Sports Psychologists Join Common Goal
Three Elite Level Experts Pledge 1% of Their Incomes Towards Social Change
Common Goal continues to grow into a movement representative of the entire football industry, after welcoming three sports psychologists to the team.
Pippa Grange, Dino Poimann, and Max Pelka have all become members of Common Goal, pledging 1% of their incomes to help drive social change through the beautiful game.
While the movement began with players it has since expanded to include coaches, clubs, fans, media figures, and many more, with the ultimate goal of a football industry united in harnessing the sport’s worldwide appeal for good.
Poiman and Pelka both currently occupy roles with Bundesliga clubs (VfB Stuttgart RB Leipzig respectively) while Grange will take up a role with Right to Dream Academy following her work with the English Football Association.
But, while the trio might be separated in their work, they are united in their belief that the game can be an invaluable force in the fight for a better world for all.
“The power of football and people’s love of it offer us an amazing platform for change and a chance for us to help create the futures we all want,” said Grange.
“I love that the Common Goal projects go across people but also planet which I think is a very underserved area from a football perspective.
“The stories that football has enabled me to share with the world that is like a way of me giving back. Football has given me all of those stories so it is nice to be able to give back.
“It just makes sense to me.
“I think football can have some very old ideas attached to it and what I really like about Common Goal is that it is trying to change that narrative a little bit to be more about common humanity and what football can do.
“I would like to see a much bigger contribution in that area of thinking about football as this little vignette of who we are as human beings; it’s something that we all love so much so why wouldn’t we use it as a way to drive a better future.”
For Pelka it was not just the ability to give back that was appealing, it was also being in a position to show what can be possible if the entire industry started to come together as one.

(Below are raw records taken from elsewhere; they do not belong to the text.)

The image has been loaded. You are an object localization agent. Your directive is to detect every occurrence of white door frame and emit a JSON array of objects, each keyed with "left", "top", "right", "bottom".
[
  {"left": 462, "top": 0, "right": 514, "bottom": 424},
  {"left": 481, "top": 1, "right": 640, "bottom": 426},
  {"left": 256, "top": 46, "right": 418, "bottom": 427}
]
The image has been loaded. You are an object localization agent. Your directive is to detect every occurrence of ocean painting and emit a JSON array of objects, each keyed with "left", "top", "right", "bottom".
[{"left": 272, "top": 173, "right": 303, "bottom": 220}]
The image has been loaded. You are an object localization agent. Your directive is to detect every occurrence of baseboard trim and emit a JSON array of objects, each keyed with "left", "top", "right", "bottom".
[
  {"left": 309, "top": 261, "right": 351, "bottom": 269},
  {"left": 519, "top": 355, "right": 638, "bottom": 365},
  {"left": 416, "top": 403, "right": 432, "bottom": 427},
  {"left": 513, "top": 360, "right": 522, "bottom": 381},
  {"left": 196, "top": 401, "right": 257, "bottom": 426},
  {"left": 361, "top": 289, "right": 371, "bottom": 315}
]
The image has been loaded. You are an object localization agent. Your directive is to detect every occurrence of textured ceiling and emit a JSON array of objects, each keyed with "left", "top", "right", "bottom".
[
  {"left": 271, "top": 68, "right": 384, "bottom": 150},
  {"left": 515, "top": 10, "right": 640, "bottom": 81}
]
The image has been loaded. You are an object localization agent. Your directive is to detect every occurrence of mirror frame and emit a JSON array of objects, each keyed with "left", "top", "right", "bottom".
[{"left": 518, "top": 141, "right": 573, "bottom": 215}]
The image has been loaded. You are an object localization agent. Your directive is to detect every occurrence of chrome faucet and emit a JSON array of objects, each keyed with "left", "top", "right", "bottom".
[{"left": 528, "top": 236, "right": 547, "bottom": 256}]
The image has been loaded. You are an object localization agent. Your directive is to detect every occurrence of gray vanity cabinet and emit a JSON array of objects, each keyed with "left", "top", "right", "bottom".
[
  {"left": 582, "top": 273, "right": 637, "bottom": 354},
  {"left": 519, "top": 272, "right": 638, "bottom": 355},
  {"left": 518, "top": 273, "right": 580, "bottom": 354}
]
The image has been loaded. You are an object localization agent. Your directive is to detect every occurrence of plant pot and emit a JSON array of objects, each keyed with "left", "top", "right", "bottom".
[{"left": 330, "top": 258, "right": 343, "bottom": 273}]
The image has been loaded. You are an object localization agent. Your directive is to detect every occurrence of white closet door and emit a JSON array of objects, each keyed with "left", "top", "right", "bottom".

“Regardless of the amount of money I earn in comparison to players, it’s about being able to give back something,” he said.
“It’s about being a role model, a first mover, no matter how much money you can give. It’s not about the amount. Every dollar, every Euro counts and it’s together that we can make a difference.”

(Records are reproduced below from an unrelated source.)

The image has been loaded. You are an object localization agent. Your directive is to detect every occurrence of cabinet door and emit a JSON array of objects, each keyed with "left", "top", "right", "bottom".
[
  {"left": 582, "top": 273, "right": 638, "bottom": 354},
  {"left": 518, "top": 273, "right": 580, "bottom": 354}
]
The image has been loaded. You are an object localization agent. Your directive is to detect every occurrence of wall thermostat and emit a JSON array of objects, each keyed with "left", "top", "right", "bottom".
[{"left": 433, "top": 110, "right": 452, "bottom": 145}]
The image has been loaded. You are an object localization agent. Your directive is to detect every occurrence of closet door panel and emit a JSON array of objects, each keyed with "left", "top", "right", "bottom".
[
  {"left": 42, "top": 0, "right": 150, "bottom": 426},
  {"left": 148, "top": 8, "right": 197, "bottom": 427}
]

And all three are of the belief that a character development and the drive to be a better person will not only bring about social change in the world but can also help drive performance on the field as well.

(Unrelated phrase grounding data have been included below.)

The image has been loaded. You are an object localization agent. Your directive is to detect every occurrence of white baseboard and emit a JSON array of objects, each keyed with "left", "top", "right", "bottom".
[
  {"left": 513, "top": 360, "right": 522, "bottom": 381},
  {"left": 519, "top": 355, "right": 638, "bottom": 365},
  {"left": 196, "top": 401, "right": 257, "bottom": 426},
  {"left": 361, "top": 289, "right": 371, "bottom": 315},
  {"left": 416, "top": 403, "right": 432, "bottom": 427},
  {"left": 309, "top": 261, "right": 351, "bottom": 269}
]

“Football has immense power in the world and I really got into football as a social movement and doing things together as a movement,” added Poimann.
“But I also believe that strength in character makes a better player. One phrase we use is that character never gets tired and, under pressure, character even gets stronger.
“So if we really want to develop not just good but exceptional soccer players then we need magnificent characters.
“It is important for every player to realise they are not a winner or loser in life depending how the match went. There is a huge value in opening your perspective and knowing there is much more to life than just the football world and that gives a huge benefit to the character but also, ultimately, the football performance.”